Tout au long de leur histoire, le NPD a opposé la politique de contestation parlementaire à la lutte pour l’indépendance politique de la classe ouvrière contre le système de profit.  Cette politique l’a mené à soutenir des gouvernements libéraux minoritaires et à désarmer politiquement la classe ouvrière durant des moments critiques de la lutte de classe,  lorsque l’élite dirigeante se préparait à prendre un virage à droite. Ce fut notamment le cas lors de la période explosive du début des années 70 et plus récemment durant une période de six mois en 2005. 

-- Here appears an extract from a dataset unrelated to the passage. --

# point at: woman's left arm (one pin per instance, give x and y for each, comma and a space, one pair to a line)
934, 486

Les dénonciations des libéraux par le NPD, y compris la critique du pacte avec les Verts, ne signifient pas que les néo-démocrates ont rompu avec leur pratique de plusieurs décennies consistant à canaliser le mécontentement populaire vers la voie inoffensive de la contestation au Parlement. Ces dénonciations expriment plutôt la crainte du NPD de devenir marginal dans le milieu de la politique officielle. Dans le but de maintenir son groupe parlementaire, Layton est en train de flirter avec les conservateurs de Harper, utilisant leurs soi-disant « concessions » sur des questions comme les changements climatiques comme preuve que les manœuvres parlementaires du NPD peuvent donner des « résultats ».  En fait, ce faisant, le NPD offre une couverture politique au gouvernement canadien le plus à droite depuis la Grande Dépression.